By the time you’ve finished reading this article, around one million water bottles will have been purchased around the world. Only one in five of those will be recycled.
Bottled water is only one of the major culprits of plastic dumping. Some industries create more waste than others, and one of the worst is fashion. Fabrics are dumped at the rate of 10 cubic meters every second, and a vast proportion of it is burned. Any material that isn’t set on fire contributes to the proliferation of half a million tonnes of microfiber pollution in the ocean—the equivalent of 50 billion plastic bottles.
For Vancouver bags and accessories company Parkland Design & Manufacturing, those statistics were unacceptable.
Established in 2015, Parkland didn’t start out with sustainability at the top of its agenda. First focusing on designing its simple, stylish pieces with newly created materials, the company made a range of items that caught the eye of gen Z and millennials. As the business grew, its leaders started digging into how they could refine the manufacturing process and reduce their impact on the environment. The result led to a huge shift across the company.
Since 2018, Parkland has made the exterior of its products entirely out of recycled water bottles. Like many bags, the chief material in its creations is polyester: a fabric traditionally produced using an energy-intensive chemical reaction involving coal, petroleum, air, and water. By choosing recycled materials as its base, Parkland uses far less energy in its manufacturing, and it doesn't compromise on quality or style.

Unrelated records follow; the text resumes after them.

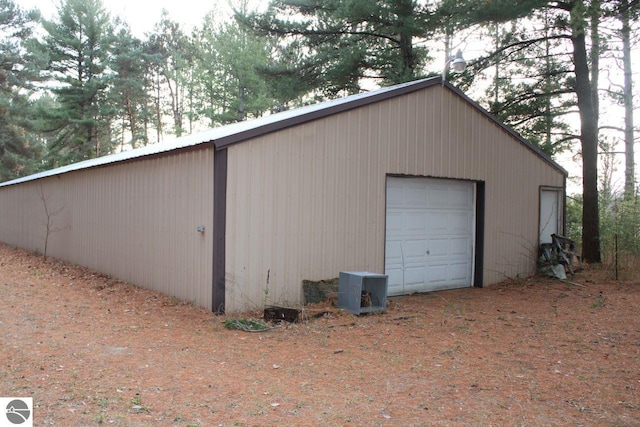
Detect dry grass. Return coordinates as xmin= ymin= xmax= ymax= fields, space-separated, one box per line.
xmin=0 ymin=245 xmax=640 ymax=426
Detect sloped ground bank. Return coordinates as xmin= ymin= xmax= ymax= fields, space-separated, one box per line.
xmin=0 ymin=244 xmax=640 ymax=426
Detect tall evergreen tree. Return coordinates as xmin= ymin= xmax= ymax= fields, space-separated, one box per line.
xmin=109 ymin=20 xmax=152 ymax=148
xmin=0 ymin=0 xmax=42 ymax=181
xmin=147 ymin=10 xmax=192 ymax=136
xmin=36 ymin=0 xmax=113 ymax=166
xmin=196 ymin=2 xmax=273 ymax=125
xmin=239 ymin=0 xmax=433 ymax=97
xmin=442 ymin=0 xmax=601 ymax=262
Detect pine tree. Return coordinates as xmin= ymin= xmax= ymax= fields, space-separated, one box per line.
xmin=239 ymin=0 xmax=433 ymax=97
xmin=41 ymin=0 xmax=113 ymax=166
xmin=0 ymin=0 xmax=43 ymax=181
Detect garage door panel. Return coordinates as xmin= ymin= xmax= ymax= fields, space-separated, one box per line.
xmin=385 ymin=178 xmax=475 ymax=295
xmin=404 ymin=211 xmax=427 ymax=236
xmin=385 ymin=240 xmax=402 ymax=265
xmin=448 ymin=213 xmax=471 ymax=235
xmin=404 ymin=264 xmax=425 ymax=286
xmin=449 ymin=238 xmax=471 ymax=259
xmin=425 ymin=238 xmax=449 ymax=259
xmin=449 ymin=262 xmax=471 ymax=284
xmin=387 ymin=212 xmax=405 ymax=236
xmin=402 ymin=240 xmax=427 ymax=264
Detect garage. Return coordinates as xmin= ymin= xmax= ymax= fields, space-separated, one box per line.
xmin=385 ymin=177 xmax=476 ymax=295
xmin=0 ymin=77 xmax=567 ymax=313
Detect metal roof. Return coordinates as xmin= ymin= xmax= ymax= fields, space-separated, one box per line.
xmin=0 ymin=77 xmax=567 ymax=187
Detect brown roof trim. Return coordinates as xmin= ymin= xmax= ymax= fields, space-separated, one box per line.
xmin=214 ymin=79 xmax=439 ymax=149
xmin=444 ymin=82 xmax=569 ymax=177
xmin=213 ymin=77 xmax=569 ymax=177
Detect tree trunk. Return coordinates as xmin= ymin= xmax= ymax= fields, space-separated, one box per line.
xmin=571 ymin=30 xmax=601 ymax=262
xmin=620 ymin=0 xmax=636 ymax=200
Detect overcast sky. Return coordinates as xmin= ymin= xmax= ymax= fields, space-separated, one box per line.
xmin=14 ymin=0 xmax=240 ymax=37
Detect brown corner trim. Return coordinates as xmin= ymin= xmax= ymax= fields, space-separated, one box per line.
xmin=211 ymin=148 xmax=227 ymax=314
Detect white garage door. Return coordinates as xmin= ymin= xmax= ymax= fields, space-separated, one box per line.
xmin=385 ymin=177 xmax=475 ymax=295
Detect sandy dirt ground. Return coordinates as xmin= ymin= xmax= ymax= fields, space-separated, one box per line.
xmin=0 ymin=244 xmax=640 ymax=426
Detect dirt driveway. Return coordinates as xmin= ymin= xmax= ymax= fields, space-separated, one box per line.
xmin=0 ymin=244 xmax=640 ymax=426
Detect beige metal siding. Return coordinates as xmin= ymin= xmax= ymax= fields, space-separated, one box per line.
xmin=226 ymin=86 xmax=564 ymax=311
xmin=0 ymin=148 xmax=213 ymax=308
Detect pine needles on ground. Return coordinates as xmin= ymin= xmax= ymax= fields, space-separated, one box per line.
xmin=224 ymin=319 xmax=273 ymax=332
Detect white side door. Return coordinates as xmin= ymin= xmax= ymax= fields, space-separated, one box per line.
xmin=539 ymin=188 xmax=562 ymax=244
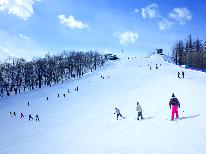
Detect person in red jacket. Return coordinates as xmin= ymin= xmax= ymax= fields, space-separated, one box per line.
xmin=169 ymin=93 xmax=180 ymax=120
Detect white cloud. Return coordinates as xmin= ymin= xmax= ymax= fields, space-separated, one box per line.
xmin=134 ymin=9 xmax=139 ymax=14
xmin=158 ymin=18 xmax=173 ymax=31
xmin=169 ymin=7 xmax=192 ymax=25
xmin=142 ymin=3 xmax=159 ymax=18
xmin=19 ymin=34 xmax=30 ymax=40
xmin=114 ymin=31 xmax=139 ymax=45
xmin=58 ymin=15 xmax=88 ymax=29
xmin=0 ymin=30 xmax=46 ymax=59
xmin=0 ymin=0 xmax=41 ymax=20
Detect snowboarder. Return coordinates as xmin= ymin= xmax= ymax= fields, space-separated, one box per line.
xmin=20 ymin=113 xmax=24 ymax=119
xmin=136 ymin=101 xmax=143 ymax=120
xmin=29 ymin=114 xmax=33 ymax=120
xmin=114 ymin=107 xmax=124 ymax=120
xmin=177 ymin=72 xmax=180 ymax=78
xmin=182 ymin=71 xmax=185 ymax=79
xmin=36 ymin=114 xmax=39 ymax=121
xmin=169 ymin=93 xmax=180 ymax=120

“With the recycled materials—we didn’t start there,” Daryl Trinidad, Parkland’s marketing manager, tells the Georgia Straight at the company’s pop-up shop on Granville Island. “A lot of brands start with that message. We think it’s an important story that we’re making the change. Why? Because you have to do it. It’s 2019, and companies have to change…Even Adidas has made the commitment to use recycled plastics in all their products by 2024…I don’t want to say that we’re in any way leading it, but we want to do better, and we want to help others do more of the right thing.”
Repurposing plastic bottles isn’t the only way that Parkland is helping create a more sustainable fashion industry. Many of the company’s signature backpacks feature the classic diamond detail, typically used for hanging excess gear by cords. While previously it cut the shape from leather, Parkland now makes the patch from apples. A unique manufacturing process combines fruit waste—a by-product from juice extraction—with a glue paste to create an animal-friendly material with the appearance and feel of genuine leather, making its bags certifiably vegan.

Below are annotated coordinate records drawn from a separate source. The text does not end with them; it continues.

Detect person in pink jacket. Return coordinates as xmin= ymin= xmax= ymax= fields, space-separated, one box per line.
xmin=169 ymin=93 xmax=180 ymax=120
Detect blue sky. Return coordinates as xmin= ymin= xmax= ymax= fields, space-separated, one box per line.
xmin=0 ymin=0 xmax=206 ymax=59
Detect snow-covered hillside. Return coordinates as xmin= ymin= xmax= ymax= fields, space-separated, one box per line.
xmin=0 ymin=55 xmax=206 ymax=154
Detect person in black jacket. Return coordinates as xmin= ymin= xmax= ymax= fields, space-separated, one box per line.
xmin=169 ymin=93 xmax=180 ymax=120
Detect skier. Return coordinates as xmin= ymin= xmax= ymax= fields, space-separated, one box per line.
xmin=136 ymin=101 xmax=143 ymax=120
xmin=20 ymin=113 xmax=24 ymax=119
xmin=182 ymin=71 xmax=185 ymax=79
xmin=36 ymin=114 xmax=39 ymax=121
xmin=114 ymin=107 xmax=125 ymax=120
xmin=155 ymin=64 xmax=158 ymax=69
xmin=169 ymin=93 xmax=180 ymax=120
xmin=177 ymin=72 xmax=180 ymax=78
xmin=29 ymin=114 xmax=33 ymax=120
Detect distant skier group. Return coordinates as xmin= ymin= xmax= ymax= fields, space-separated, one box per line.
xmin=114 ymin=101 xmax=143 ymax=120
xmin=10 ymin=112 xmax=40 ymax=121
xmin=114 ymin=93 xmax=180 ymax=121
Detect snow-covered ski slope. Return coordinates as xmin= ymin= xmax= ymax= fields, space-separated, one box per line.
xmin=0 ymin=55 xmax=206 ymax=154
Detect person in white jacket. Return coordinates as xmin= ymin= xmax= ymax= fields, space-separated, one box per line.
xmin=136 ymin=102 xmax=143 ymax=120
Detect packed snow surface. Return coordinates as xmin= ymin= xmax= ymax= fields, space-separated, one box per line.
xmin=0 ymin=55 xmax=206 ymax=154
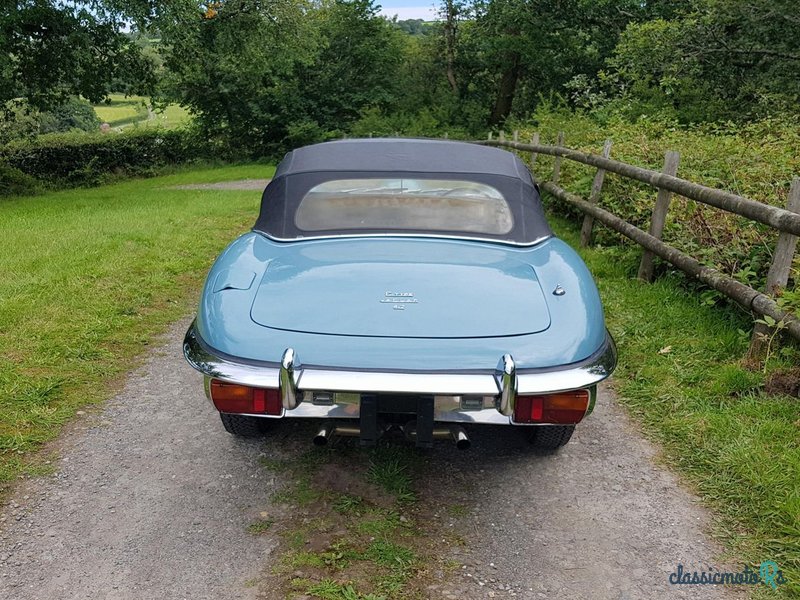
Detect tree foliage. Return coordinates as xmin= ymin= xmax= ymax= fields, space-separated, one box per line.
xmin=0 ymin=0 xmax=152 ymax=109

“We’re continuing to try and make everything recycled,” says Trinidad. “The zippers—they can be [made of recycled material], but we’re not there yet. We’re really working to figure that out, and how we can continue our product development to be able to do that.”
Among its designs, Parkland’s range of bags includes backpacks, duffles, and totes, each sporting a broad selection of designs from colourful prints to timeless, neutral options. Each comes in a variety of sizes for occasions from school to the beach, and Parkland also offers a standalone collection for kids. In addition to conventional backpacks, the company also offers coolbag-style lunchboxes and plastic-free snack pouches, pencil cases, laptop sleeves, and crossbody bags.
“Our prints are really what sets us apart,” says Trinidad. “Carson [Gallagher], who’s our graphic designer, does the prints so well. We really resonate well with the kids market, and the millennial moms buying for their kids. And then we have the 15, 16-year-olds. Kids are taught about sustainability now—they have a different kind of education. You’ll have 17-year-olds who are amazed when someone is throwing something in the garbage rather than recycling it.”
Now showcasing its latest collection named New Colours, Parkland has scored a prime slot on Granville Island to host a pop-up store of its newest designs. As a local brand, it gives the company the opportunity to meet new customers and learn their needs, and offers the community a chance to browse and buy the colourful new creations. The store will be present until Tuesday (August 13), and opens its doors every morning at 11 a.m.